90 % du contenu de l’accord avec le Canada pourrait entrer en vigueur dès le vote du Parlement européen

L’accord entre l’UE et le Canada (intitulé CETA en anglais) dont le texte de 1500 pages a été finalisé fin février, arrive sur la table du Conseil et du Parlement européens. En dépit du flou qui persiste encore sur le processus de ratification, la Ministre canadienne du commerce, Chrystia Freeland a déjà annoncé qu’elle comptait sur la mise en œuvre du CETA dès le début de l’année 2017.

Quelle que soit la décision de l’UE sur la mixité de l’accord, selon elle, 90 % du contenu du texte pourrait entrer en vigueur dès le vote du Parlement européen. Si l’UE lui donnait raison, l’engagement pris par Matthias Fekl envers la représentation nationale ne pourrait être tenu. Pour que les députés et les sénateurs français aient le dernier mot, encore faut-il les consulter avant la mise en œuvre provisoire du texte. D’autant que certaines dispositions, telles que le mécanisme de règlement des différends entre investisseurs et États - le fameux ISDS réformé - pourraient rester en vigueur près de trois ans y compris après un rejet.

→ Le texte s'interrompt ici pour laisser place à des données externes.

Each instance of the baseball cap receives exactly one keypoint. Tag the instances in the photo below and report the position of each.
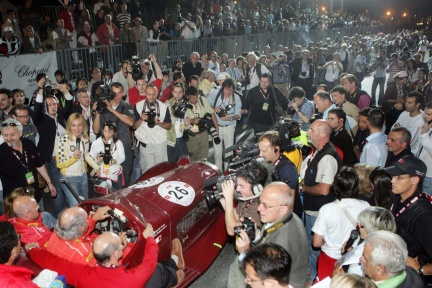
(410, 165)
(7, 29)
(223, 76)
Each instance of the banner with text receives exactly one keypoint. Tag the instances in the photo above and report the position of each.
(20, 71)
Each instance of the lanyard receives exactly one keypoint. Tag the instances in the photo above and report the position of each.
(407, 205)
(264, 96)
(25, 164)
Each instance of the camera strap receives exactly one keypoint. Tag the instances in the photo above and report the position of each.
(275, 227)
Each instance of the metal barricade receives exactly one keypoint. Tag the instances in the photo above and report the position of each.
(77, 62)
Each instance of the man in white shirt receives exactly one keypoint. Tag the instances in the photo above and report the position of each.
(425, 148)
(412, 118)
(375, 151)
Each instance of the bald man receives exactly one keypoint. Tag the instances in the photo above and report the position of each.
(28, 221)
(108, 250)
(70, 239)
(318, 172)
(282, 227)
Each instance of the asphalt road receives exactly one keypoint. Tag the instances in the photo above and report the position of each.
(217, 274)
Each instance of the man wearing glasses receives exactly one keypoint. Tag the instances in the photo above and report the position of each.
(281, 227)
(412, 211)
(21, 113)
(20, 161)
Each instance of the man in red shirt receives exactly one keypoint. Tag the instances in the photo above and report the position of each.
(107, 249)
(71, 237)
(28, 221)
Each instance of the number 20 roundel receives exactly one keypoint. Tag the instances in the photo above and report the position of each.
(177, 192)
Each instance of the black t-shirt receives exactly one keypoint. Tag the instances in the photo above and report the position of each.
(14, 166)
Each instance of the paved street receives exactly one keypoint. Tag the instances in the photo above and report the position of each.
(217, 274)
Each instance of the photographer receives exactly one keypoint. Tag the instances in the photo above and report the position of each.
(262, 102)
(121, 113)
(197, 145)
(50, 122)
(302, 107)
(153, 119)
(380, 65)
(109, 152)
(250, 181)
(227, 106)
(177, 105)
(281, 227)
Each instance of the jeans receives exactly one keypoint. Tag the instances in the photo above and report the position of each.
(80, 186)
(381, 82)
(313, 253)
(427, 185)
(55, 176)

La tension monte contre le CETA

Alors que les États membres sont appelés à faire part de leurs éventuelles objections finales sur le CETA au mois de mai, le silence des autorités françaises sur ce second texte, « cousin » du TTIP, laisse songeur. Pourtant au sein des 28, la tension monte.

En Belgique, la Wallonie a annoncé le 13 avril son refus de donner les pleins pouvoirs au gouvernement fédéral pour le signer et exige l’abandon de la mise en œuvre provisoire. Une résolution parlementaire trans-partisane a ainsi été adoptée par une large majorité le 27 avril. Le jour suivant, c’est le parlement néerlandais qui a adopté à son tour une motion contre la mise en oeuvre provisoire du texte. Quant au gouvernement Roumain, en conflit avec le Canada sur des questions de visa, il menace également de faire barrage au traité.

Tous les observateurs s’accordent à dire que le CETA et le TTIP ne sont pas des traités classiques de libre-échange. Ils comportent des clauses innovantes de coopération réglementaire qui les rendent « vivants » et donc modifiables après ratification. Ces accords qualifiés de « nouvelle génération » nécessitent de bannir cette pratique de mise en œuvre provisoire et de faire évoluer le processus de ratification pour offrir les conditions d’un véritable choix démocratique assumé de la part de l’Union et de l’ensemble des États membres.